In most South American fishes, this pump was not present in the muscles. The sodium pump gene was largely inactive because it lacked one of the essential control elements that specifically increases sodium pump expression in muscle. In one of the strange lineages of South American fish, this gene was still active in the muscles.
The gene was effectively inactive in young fish, but was reactivated as the fish matured, when a different set of genes took over control of the sodium channel in the electroorgan. Thus, in a clear example of convergent evolution, different lineages of fish had independently developed strategies to modify their muscle tissue to produce electric organs. They had done this by selectively activating the sodium pumps in different tissues, but they differed on how the pumps were regulated.
Inside the zebrafish muscle (left), the fluorescent green label shows a strong wave of electrical activity caused by the sodium pump inside the cells.
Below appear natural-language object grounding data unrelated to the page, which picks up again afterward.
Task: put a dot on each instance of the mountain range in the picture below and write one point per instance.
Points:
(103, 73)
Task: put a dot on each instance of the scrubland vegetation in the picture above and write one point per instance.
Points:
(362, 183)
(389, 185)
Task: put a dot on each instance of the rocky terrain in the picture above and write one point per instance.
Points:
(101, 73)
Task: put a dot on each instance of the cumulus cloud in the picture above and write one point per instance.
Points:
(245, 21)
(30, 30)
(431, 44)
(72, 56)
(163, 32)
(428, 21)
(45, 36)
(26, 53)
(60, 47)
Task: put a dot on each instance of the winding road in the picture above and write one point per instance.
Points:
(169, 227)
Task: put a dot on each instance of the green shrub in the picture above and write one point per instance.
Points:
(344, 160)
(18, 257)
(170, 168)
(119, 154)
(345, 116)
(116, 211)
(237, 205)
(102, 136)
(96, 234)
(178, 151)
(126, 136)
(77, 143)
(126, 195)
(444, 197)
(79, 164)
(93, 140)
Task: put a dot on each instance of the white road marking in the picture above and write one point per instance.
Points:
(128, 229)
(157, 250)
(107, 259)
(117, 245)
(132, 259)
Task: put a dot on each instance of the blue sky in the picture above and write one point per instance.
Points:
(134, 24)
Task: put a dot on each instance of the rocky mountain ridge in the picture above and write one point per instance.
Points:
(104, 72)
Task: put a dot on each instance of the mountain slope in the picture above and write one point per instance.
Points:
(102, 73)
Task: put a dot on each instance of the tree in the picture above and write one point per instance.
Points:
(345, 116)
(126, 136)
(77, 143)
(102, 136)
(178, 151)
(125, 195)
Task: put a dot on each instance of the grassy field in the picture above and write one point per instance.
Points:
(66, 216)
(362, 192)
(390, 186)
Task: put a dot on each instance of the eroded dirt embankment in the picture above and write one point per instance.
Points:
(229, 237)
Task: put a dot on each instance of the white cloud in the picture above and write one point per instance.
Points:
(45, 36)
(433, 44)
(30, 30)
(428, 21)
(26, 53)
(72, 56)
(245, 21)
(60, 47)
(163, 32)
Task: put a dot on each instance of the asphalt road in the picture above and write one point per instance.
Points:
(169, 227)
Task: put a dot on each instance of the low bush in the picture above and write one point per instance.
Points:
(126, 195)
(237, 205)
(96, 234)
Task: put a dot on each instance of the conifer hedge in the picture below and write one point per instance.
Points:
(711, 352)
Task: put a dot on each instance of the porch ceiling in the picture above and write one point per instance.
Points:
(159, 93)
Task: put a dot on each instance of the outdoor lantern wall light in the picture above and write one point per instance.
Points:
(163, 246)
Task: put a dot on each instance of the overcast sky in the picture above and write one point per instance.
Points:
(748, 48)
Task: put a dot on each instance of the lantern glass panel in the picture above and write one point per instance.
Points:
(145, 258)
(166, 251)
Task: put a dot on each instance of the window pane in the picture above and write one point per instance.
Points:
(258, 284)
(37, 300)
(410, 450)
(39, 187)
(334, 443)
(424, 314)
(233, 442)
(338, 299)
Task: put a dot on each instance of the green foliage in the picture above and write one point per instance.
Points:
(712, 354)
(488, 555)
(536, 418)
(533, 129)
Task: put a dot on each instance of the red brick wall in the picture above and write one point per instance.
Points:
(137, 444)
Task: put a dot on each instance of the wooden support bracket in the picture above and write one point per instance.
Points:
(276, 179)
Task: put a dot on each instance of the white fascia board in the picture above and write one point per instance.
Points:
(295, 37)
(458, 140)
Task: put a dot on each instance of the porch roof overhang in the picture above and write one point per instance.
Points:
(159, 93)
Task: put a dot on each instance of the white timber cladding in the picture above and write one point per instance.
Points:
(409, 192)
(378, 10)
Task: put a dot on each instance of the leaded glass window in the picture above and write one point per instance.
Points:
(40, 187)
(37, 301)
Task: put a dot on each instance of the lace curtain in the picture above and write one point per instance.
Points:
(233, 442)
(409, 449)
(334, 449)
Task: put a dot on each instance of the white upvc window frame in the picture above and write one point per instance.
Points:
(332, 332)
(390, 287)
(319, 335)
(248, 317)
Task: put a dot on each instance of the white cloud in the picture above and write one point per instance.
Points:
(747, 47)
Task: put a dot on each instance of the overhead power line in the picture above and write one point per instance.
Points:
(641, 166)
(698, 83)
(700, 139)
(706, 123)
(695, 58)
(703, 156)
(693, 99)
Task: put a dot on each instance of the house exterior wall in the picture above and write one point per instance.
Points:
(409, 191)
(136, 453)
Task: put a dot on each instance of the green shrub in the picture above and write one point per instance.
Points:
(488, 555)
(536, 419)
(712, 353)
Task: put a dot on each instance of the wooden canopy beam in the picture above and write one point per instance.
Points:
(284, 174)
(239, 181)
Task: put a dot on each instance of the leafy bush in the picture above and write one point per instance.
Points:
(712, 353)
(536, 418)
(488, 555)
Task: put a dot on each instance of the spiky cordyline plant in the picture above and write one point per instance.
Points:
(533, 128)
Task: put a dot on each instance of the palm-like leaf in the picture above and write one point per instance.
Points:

In the muscle of the South American electric fish (right), the activity is much weaker, because in this fish, the evolution of electric organs began by suppressing the sodium pump in the muscles.
More often than not, when scientists study a case of convergent evolution, it turns out that the traits were created by a similar mechanism, explains Johan Eberhart, a molecular biologist at the University of Texas at Austin and one of the authors of the new study. “But this one was completely different, and I think it’s exciting,” he says.
Conant noted that the new findings somewhat mirror what he has seen in his research group’s research. His lab discovered that while other teleost fish had lost some of the duplicate genes for sending signals between nerves and muscles, some electric fish lineages had retained it. Without these key genes that put electric organs under direct voluntary control, electric eels could not have developed their own electricity.
Zaccone and his colleagues are also intrigued by the possible importance of this control region they found in sodium pump genes, since it appears to specify with high precision which tissues express the protein. The same control region is seen in the sodium pumps of humans and other vertebrates. Mutations that affect the pump’s activity in our cells may cause various health problems, such as a type of muscle weakness called myotonia.
The new research points to just a few examples of convergence and divergence seen in electric fish. Some South American lineages produce weak shocks using modified neurons instead of modified muscle cells. Some electric fish in the oceans have evolved even more bizarre electrocution strategies. For example, the Uranus fish shocks from modified muscles inside its eye.
For Zaccone, it’s these convergent solutions that are most useful in solving one of biology’s fundamental puzzles: If you could reverse the course of evolution, would it go the same way again? He said it’s amazing to see unique innovation, but he doesn’t answer the question of whether there was only one way to get there.
The combination of convergence and divergence seen in organ systems such as those of diverse electric fishes provides a much richer view of how predictable and how unpredictable biology is.